Fecha: 17 de agosto de 2025
Estimados hermanos y hermanas:
El pasado viernes, 15 de agosto, celebramos la solemnidad de la Asunción de la Virgen María. La victoria de María sobre la muerte nos recuerda que toda su vida adquiere sentido en un eterno Magnificat (cf. Lc 1,46-55), porque sólo Ella, abrazada a la Cruz de su Hijo, nos enseña que es el amor lo que eleva la vida.
«Jesús y María recorren el mismo camino: dos vidas que suben hacia lo alto, glorificando a Dios y sirviendo a los hermanos», reveló el Papa Francisco, hace dos años, al recordar esta solemnidad. Jesús «como el Redentor, que da su vida por nosotros, por nuestra justificación»; y María «como la sierva que sale a servir»: dos vidas «que vencen a la muerte y resucitan; dos vidas cuyos secretos son el servicio y la alabanza».
Dos vidas en una sola: la del Eterno Padre, traspasada por el soplo del Espíritu. Los ojos de María, asociada desde el principio a la promesa salvadora de Cristo, son los de la humanidad doliente; la que confía, espera y ama porque sabe que, en la ofrenda que se dona en silencio, Dios obra para la salvación del mundo.
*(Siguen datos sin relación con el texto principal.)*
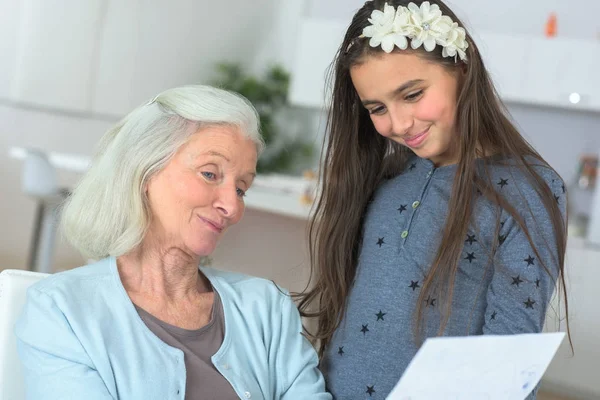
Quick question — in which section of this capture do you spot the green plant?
[214,63,313,173]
Le pedimos que nos ceda su mano para permanecer, cada día, más cerca del Padre, muy cerca de Jesús. Su maternidad divina es la fuente de su grandeza, el horizonte sagrado situado en lo más alto de la montaña, lugar del encuentro con Dios, que espera nuestra visita y nuestro canto.
Hoy, en la voz del apóstol Pablo, celebramos el triunfo de María con la glorificación de su cuerpo virginal, recordando que «cuando este cuerpo mortal sea revestido de inmortalidad, entonces sucederá lo que fue escrito: la muerte fue absorbida en la victoria» (1 Cor 15, 54).